Réutiliser les galeries plutôt que les abandonner
Lorsqu’un panneau de charbon est exploité, il laisse derrière lui une zone vide effondrée appelée gob (ou goaf) et une voie d’accès adjacente. La pratique traditionnelle abandonne souvent cette voie après une seule utilisation. Les auteurs se concentrent sur une idée plus récente, la conservation secondaire d’entrée côtière, où la même voie est réutilisée comme voie aérienne à long terme pour le panneau suivant. L’étape clé consiste à construire un second mur artificiel de matériau remblayé le long du nouvel arête de gob, de sorte que la galerie se retrouve entre deux murs créés par l’homme. Cette configuration permet une ventilation plus flexible en Y pour les zones à fort dégagement de gaz et réduit le besoin de creuser de nouvelles galeries, diminuant à la fois les coûts et les perturbations.

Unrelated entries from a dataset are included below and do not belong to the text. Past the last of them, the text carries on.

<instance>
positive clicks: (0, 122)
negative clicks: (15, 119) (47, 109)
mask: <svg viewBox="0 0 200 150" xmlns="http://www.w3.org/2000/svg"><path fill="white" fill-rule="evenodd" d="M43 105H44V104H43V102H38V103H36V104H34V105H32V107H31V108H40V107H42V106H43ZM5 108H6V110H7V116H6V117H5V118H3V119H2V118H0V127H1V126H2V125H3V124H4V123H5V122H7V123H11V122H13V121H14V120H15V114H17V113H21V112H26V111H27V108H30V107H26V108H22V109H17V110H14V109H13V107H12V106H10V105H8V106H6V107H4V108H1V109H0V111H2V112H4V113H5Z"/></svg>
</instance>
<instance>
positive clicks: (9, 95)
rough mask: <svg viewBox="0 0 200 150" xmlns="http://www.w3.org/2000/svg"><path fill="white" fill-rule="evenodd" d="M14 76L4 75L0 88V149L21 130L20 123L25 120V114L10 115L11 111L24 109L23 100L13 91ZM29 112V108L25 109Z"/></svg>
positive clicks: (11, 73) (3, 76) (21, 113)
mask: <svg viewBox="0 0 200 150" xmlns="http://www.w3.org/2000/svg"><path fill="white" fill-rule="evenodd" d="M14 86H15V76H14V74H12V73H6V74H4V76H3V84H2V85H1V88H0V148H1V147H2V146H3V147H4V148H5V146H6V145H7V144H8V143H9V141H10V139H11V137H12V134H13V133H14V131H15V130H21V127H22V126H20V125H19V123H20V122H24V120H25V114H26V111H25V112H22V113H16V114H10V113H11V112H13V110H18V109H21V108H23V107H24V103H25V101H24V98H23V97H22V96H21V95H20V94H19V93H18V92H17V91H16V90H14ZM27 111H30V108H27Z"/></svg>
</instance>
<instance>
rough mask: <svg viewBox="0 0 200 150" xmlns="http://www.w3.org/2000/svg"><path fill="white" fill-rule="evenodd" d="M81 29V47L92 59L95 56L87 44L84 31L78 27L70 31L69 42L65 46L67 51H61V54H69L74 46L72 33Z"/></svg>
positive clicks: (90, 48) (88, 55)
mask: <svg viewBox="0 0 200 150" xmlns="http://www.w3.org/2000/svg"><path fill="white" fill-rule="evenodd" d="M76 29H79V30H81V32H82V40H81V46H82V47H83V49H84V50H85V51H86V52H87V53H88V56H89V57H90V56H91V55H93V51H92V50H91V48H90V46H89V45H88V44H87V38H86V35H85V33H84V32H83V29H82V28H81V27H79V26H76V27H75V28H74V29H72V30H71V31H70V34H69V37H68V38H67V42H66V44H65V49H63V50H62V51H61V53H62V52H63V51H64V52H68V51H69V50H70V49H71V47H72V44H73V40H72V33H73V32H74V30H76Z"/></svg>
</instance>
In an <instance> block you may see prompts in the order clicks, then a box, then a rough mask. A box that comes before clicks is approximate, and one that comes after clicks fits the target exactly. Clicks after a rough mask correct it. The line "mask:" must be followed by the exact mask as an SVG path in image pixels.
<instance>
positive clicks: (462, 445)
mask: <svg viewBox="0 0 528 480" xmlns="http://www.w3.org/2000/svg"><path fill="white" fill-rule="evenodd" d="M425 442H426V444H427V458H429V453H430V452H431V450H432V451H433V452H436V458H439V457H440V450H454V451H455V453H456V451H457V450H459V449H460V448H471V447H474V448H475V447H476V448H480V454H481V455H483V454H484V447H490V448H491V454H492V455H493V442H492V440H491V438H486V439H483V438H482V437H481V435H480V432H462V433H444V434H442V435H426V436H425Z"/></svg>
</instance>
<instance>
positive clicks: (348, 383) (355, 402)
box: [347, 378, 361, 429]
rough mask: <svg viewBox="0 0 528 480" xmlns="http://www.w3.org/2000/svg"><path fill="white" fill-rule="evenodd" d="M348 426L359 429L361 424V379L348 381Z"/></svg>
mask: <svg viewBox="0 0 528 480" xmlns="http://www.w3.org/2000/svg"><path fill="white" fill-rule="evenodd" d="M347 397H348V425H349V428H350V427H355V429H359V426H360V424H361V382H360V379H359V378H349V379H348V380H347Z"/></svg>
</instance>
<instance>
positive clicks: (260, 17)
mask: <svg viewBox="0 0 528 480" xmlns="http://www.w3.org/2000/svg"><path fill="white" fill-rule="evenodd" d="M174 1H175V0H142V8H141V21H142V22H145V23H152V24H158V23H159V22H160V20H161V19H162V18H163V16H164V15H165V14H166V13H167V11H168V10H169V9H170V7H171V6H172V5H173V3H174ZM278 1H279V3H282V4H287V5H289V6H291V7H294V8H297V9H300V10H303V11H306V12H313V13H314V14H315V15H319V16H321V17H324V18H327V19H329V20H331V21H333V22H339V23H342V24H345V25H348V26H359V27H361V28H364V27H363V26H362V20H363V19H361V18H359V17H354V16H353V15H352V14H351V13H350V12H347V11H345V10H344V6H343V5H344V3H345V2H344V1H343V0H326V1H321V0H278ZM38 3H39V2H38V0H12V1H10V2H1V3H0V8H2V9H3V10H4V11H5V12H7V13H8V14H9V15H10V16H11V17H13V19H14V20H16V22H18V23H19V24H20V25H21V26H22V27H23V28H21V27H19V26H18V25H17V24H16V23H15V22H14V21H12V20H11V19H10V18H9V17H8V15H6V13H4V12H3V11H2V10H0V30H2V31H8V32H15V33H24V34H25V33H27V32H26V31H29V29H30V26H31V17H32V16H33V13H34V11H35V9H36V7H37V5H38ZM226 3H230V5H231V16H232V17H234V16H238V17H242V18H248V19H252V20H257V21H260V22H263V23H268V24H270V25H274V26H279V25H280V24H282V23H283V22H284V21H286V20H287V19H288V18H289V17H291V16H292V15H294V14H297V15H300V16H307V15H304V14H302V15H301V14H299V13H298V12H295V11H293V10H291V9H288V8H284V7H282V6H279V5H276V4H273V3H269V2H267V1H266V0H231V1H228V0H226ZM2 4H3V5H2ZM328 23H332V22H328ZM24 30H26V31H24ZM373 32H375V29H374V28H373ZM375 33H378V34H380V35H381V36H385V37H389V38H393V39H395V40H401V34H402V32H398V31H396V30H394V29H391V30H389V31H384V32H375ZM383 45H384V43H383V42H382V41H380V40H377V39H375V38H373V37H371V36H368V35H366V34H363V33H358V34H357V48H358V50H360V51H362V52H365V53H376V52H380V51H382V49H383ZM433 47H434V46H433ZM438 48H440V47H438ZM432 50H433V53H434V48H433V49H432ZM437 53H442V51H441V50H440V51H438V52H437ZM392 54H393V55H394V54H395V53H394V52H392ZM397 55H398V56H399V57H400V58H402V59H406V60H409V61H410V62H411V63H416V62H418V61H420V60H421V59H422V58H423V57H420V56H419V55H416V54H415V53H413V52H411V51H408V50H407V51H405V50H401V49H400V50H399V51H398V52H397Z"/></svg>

De grands mouvements de roche au-dessus de la galerie
Bien au-dessus de la voie, de fortes couches rocheuses se comportent comme d’immenses poutres qui fléchissent, se fissurent et s’affaissent à mesure que le charbon est retiré. L’étude qualifie cela de « grande structure » et montre qu’elle ne se stabilise pas après une seule étape d’exploitation : les principaux blocs rocheux au-dessus de la galerie doivent traverser trois phases de rupture et de réajustement avant d’atteindre un état stable. Un bloc central particulier, désigné bloc C dans l’article, s’avère décisif. Si ce bloc reste soutenu par les roches et les remblaiements environnants, les charges atteignant la galerie restent gérables. En revanche, s’il bascule dans le vide exploité, il peut frapper la galerie par une pression soudaine, provoquant une déformation sévère voire la défaillance du système d’appui.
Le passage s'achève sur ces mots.